Saturday, January 22, 2011

What Everyone Should Know About Kuk Swamp

I often have a bit of a hard time explaining the multilinear nature of history to my students, who have been brought up with an ingrained notion of "progress". The master narrative goes like this:  Several thousand years ago, people invented agriculture in a few places, which caused them to settle down, and eventually they developed the first state societies. From those you get the first civilizations, eventually leading to us. The examples of such places (and the staples they relied on) are Mesopotamia (wheat, barley, lentils, cattle, sheep/goat), the Andes and Pacific Coast of South America (potatoes, cotton), Mesoamerica (maize, beans, squash), and the Yangtze and Yellow River valleys in China (rice, millet, pigs, chickens).

We were dealing with the question of origin narratives, why people are so obsessed with "the first" this or that while discussing evidence for the earliest agriculture in highland New Guinea. Around 8,000 years ago, there were agricultural people living in the Wahgi Valley (evidence for this comes from various archaeological sites, notably Kuk Swamp, Tim Denham's chapter in the edited volume Archaeology in Oceania provides a good critical review). It looks like this was an independent innovation in the region, before the incursion of Austronesian speakers who had another suite of domesticated plants and animals. What is important to me, though, is that these people did not then develop urbanism, hierarchical social structure, and all of the other things that lead to what get called "states". Rather, they developed very unique ways of living in the tropical highlands.
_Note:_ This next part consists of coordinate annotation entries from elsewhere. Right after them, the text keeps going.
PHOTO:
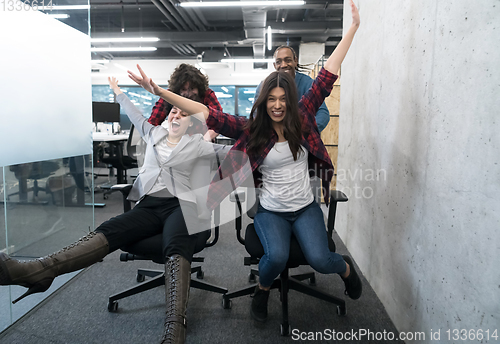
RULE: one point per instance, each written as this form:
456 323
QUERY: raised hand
113 84
355 14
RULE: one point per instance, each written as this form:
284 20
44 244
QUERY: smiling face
178 123
276 105
187 91
285 61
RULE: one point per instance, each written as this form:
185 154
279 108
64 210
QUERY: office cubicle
45 140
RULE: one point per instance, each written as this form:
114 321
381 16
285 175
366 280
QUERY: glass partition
46 173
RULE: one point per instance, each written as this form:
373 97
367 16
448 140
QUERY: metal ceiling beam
176 15
167 14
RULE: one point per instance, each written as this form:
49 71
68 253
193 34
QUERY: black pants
152 216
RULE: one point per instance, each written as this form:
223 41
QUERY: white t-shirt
164 152
285 183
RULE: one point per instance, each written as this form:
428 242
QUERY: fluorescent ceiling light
59 16
269 38
50 7
223 95
247 60
255 74
242 3
123 49
124 40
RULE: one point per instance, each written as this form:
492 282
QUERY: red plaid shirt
159 112
238 166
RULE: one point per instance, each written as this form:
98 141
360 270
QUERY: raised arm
335 60
135 115
187 105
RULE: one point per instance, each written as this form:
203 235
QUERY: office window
139 96
102 93
226 97
246 97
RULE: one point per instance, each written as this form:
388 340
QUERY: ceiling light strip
94 50
246 60
124 40
242 3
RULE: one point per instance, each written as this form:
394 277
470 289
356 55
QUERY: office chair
122 162
151 249
284 282
35 171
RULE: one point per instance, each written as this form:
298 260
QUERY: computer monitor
105 112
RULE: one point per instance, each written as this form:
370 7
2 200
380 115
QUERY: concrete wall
419 155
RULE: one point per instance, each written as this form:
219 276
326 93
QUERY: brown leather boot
177 280
37 275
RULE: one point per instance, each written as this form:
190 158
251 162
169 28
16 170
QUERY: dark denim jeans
307 224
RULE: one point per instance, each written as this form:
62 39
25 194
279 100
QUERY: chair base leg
158 279
284 283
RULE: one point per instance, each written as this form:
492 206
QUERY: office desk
115 143
104 137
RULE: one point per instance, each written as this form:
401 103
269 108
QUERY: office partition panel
45 139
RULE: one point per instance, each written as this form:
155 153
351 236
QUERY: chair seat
152 247
126 161
255 249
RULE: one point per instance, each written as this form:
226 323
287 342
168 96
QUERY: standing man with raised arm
286 59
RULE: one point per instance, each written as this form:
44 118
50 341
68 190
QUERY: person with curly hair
186 80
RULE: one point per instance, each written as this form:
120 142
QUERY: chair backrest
133 142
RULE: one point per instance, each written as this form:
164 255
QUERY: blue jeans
307 224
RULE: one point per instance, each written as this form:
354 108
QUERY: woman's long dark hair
261 125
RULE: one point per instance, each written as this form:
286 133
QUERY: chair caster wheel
285 330
112 306
226 303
Some might suggest that there were no states in the prehistoric Wahgi Valley because the ancestors of contemporary highland New Guinea peoples were somehow too primitive, or limited by their environment, to develop all the things we associate with modernity. This is a misinterpretation at its core. People simply happened to follow a different route. There is no single developmental trajectory for human societies. The broad evidence of many histories shows this, people follow too many different paths. Stories focused on origins tend to reify the present. We look back, see what happened, and think, of course, that must be the way it was. Development and progress were inevitable. But if we take into account all of the historical trajectories that don't follow the usual story, we see that all of history is essentially random. Not that there aren't certain processes that structured the past, but that people didn't plan things for the long-term. History follows many paths, shaped by people interacting with certain phenomena, which are unpredictable to lesser and greater extents.
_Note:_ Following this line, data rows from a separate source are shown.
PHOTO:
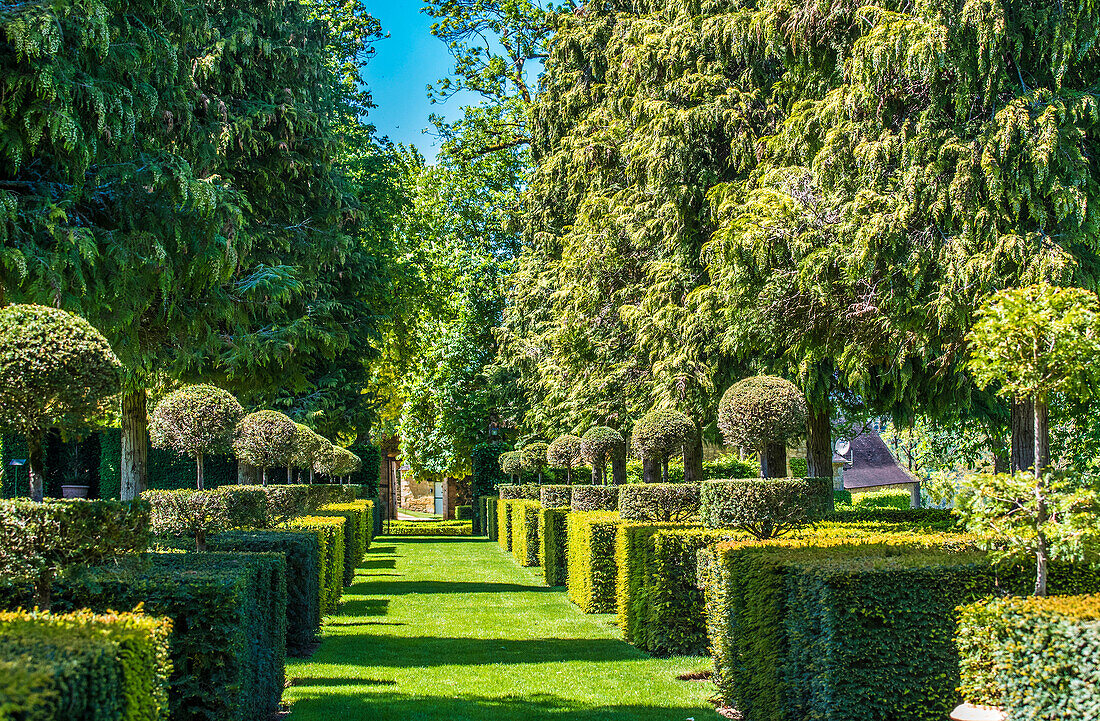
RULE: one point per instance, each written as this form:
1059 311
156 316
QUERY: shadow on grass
416 652
524 706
The reason I'm compelled by this idea is that it calls into question what trajectory human societies might follow in the future. There is no inevitable, unilinear march of progress that we are caught up in. We are not "doomed" in the literal sense of the word, as many people may believe. Quite the opposite, we have an almost infinite kind of creativity to draw upon in deciding what direction to take our world. This is not meant to be a new age-y sermon about positive energy, harmony, or the holistic. Rather, it is a suggestion that we should think carefully about the choices we make on an everyday basis, and the kinds of long-term social structures we create that will shape the next centuries and perhaps millenia of human social change. Whatever happens, social evolution will be somewhat unpredictable, and history certainly won't follow a single steady stream.